Just curious, how do they handle broken code? (Like when you start writing a line in the middle of the file, not yet done with it, but already need all the goodness like highlighting and code completion to work.)
A common approach with libraries I've encountered is that parser just stops with error - but that's almost unacceptable for use in a proper code editor, which should really try its best to recover and continue processing, even if some chunk in the middle is failing.
That part of Visual Studio impresses me a lot, though it’s not obvious to a user. I haven’t (say) closed the brace yet, so the code is invalid and therefore a correct AST can’t be parsed.
It has to be heuristic? Or a given (say) line falls back to last known good state?
I suspect the latter, helped by an ability to recover by inserting missing characters such as braces and quotes. (Xcode actually offers to fix trivial errors such as those, I'm sure VS does the same.)
It's an interesting problem. I suppose that as it knows the point of breakage, it can annotate the AST to indicate breakage, but preserve the subsequent node; breakage itself becomes a kind of AST node. It's possible that in such a situation, any subsequent AST nodes probably have to point to their pre-breakage nodes as parents in order to stay sane. Thus the AST tree becomes a kind of Git-like revision history that stays fragmented until the next time the AST fully parses.
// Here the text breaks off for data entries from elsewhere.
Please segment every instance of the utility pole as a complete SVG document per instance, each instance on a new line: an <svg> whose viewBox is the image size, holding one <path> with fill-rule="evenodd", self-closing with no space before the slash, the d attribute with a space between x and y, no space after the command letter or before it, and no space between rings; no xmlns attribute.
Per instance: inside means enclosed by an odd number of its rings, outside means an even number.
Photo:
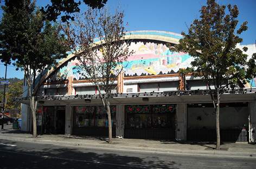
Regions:
<svg viewBox="0 0 256 169"><path fill-rule="evenodd" d="M5 75L4 76L4 80L6 81L6 76L7 74L7 63L5 63ZM4 84L4 98L3 98L3 113L2 113L2 129L4 129L4 105L5 103L5 89L6 89L6 84Z"/></svg>

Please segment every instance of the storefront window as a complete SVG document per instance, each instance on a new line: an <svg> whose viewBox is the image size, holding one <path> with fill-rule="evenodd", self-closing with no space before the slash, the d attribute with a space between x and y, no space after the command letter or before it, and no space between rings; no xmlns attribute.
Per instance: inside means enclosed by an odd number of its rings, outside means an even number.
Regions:
<svg viewBox="0 0 256 169"><path fill-rule="evenodd" d="M116 125L116 106L111 106L112 126ZM106 112L102 106L75 106L75 125L78 127L107 127Z"/></svg>
<svg viewBox="0 0 256 169"><path fill-rule="evenodd" d="M175 127L175 105L127 105L127 128Z"/></svg>

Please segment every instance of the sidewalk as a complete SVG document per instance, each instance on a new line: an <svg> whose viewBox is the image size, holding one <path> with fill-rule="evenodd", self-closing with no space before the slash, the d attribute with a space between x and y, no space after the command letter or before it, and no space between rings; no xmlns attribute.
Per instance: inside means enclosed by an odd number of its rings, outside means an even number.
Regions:
<svg viewBox="0 0 256 169"><path fill-rule="evenodd" d="M34 139L30 134L14 130L7 126L5 126L6 129L0 131L0 139L116 151L256 158L256 145L248 144L247 142L225 142L221 146L222 150L219 151L214 150L215 145L213 143L203 142L176 142L114 138L114 144L110 145L106 141L107 138L97 137L43 135Z"/></svg>

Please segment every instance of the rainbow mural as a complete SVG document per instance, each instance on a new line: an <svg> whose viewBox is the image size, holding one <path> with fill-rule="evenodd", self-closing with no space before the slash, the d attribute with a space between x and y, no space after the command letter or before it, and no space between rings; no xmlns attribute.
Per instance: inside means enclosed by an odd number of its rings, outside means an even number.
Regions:
<svg viewBox="0 0 256 169"><path fill-rule="evenodd" d="M190 66L192 57L183 53L171 51L165 44L154 42L131 42L129 50L133 54L121 64L125 76L141 76L176 73L180 68ZM78 72L76 59L68 62L52 76L49 81L62 81L73 76L76 80L84 79Z"/></svg>

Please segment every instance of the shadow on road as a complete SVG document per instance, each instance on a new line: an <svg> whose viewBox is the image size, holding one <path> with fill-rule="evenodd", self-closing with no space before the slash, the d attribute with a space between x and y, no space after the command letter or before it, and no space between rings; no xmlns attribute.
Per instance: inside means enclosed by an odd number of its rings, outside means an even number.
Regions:
<svg viewBox="0 0 256 169"><path fill-rule="evenodd" d="M6 141L5 144L15 145L16 142ZM37 149L1 146L0 152L5 163L2 168L178 169L181 165L171 160L161 160L158 157L134 157L138 155L132 153L118 154L82 150L79 147L77 148L52 147ZM15 162L11 162L14 159Z"/></svg>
It could easily be something even simpler, however.
In my case, the later, I use a very tolerated css and html tokenizer/parser to provide basic html code-completion in LIVEditor - the real-time css and html tweaker/editor (http://liveditor.com)
Most IDEs use pretty smart heuristics for this sort of thing out of necessity. You notice when it is missing: for example, MonoDevelop starts compulsively indenting wrong if you mismatch your brackets anywhere in the file, but other IDEs more gracefully match the local indentation.
In other words, JetBrains has lots of experience with correctly handling partially valid syntax trees in a friendly way.
Hah! I've been looking for something like this lately, to have some platform to integrate Hack and TypeScript into some IDE. TextAdept with LPEG has been nice, Komodo Edit/IDE would be better but their docs are out of date, Sublime Text is great but you're too limited in UIs you can build.
I had an idea of an IDE that instead of being built around a language was built around frameworks and workflows in that language, which would require deep understand of the target language. This seems like a great step in that direction, but it's a shame I can't run it on Linux :(
Mono support isn't at the top of our priority list right now. However, the Nemerle binaries work on mono, so it's possible you could build the command line compiler and sample applications under Linux. If you get it working, a pull request would be very cool!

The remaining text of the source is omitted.